Quick answer: A public bug tracker is a version of your issue tracking that players can see, showing known issues, their status, and often a way to report new ones or upvote existing ones. It makes your bug handling transparent to the community, reassuring players that issues are known and being worked on, and deflecting duplicate reports.

Most bug tracking is internal, only the developer sees it. A public bug tracker flips part of that open, giving players a window into the bugs you know about and how they are progressing. Done well, this transparency builds enormous trust: players see that you are aware of problems and working on them, can check status without contacting you, and feel like participants rather than bystanders. Understanding the public tracker concept is understanding a powerful tool for community trust.

What a Public Bug Tracker Shows

A public bug tracker exposes a curated, player-appropriate view of your issues: the bugs you have acknowledged, their current status (acknowledged, in progress, fixed), and often supporting detail like a description and any workaround. You control what is public, internal notes and sensitive details stay private; the player-facing view shows what is useful and appropriate for players to see.

Many public trackers also let players interact: report new bugs directly, upvote existing issues to signal they are affected (which doubles as a prioritization signal for you), and follow issues to be notified of progress. This turns the tracker from a one-way status board into a two-way channel between you and your community around bugs.

Why Make Your Tracker Public

The benefits center on trust and efficiency. Transparency reassures players: seeing a bug listed as acknowledged and in progress tells them you are aware and working on it, which is far more reassuring than wondering whether you know. It deflects duplicate reports, players who find their issue already tracked do not refile it. It provides self-service status, players check the tracker instead of contacting you. And it signals competence and openness, which builds reputation.

A public tracker also closes the loop visibly. When players can watch an issue they care about move to 'fixed', they get concrete proof that reporting and engaging with you leads to results, which encourages more (and better) reporting. The public tracker becomes evidence that the community's input matters, which is exactly the impression that sustains an engaged player base.

Running a Public Tracker

The practical requirement is being able to selectively expose issues, marking which are public and what players see, while keeping the rest internal, and keeping the public view accurate and current. A stale public tracker that shows fixed bugs as open or omits the issue everyone is hitting undermines its own trust-building purpose, so it has to stay synced with reality.

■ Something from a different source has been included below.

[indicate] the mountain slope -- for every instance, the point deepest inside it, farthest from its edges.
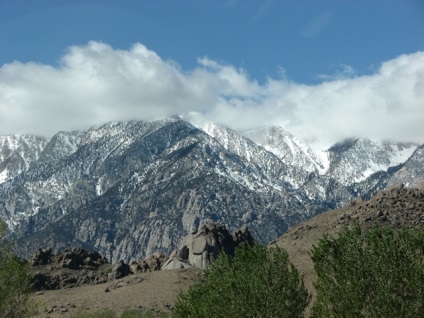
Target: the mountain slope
(129, 189)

Bugnet provides a public tracker (along with public roadmap and changelog pages) driven by your real tracked issues: you mark issues public with their live status, and players see them, can report, and can follow along, while your internal details stay private. Because it mirrors your actual tracking, updating an issue's status updates what players see automatically, no separate document to maintain. This makes a public bug tracker practical to run, the transparency and trust benefits without the overhead of keeping a duplicate player-facing list by hand.

A public bug tracker shows players you know about problems and are on them. Transparency deflects duplicates and turns reporters into participants.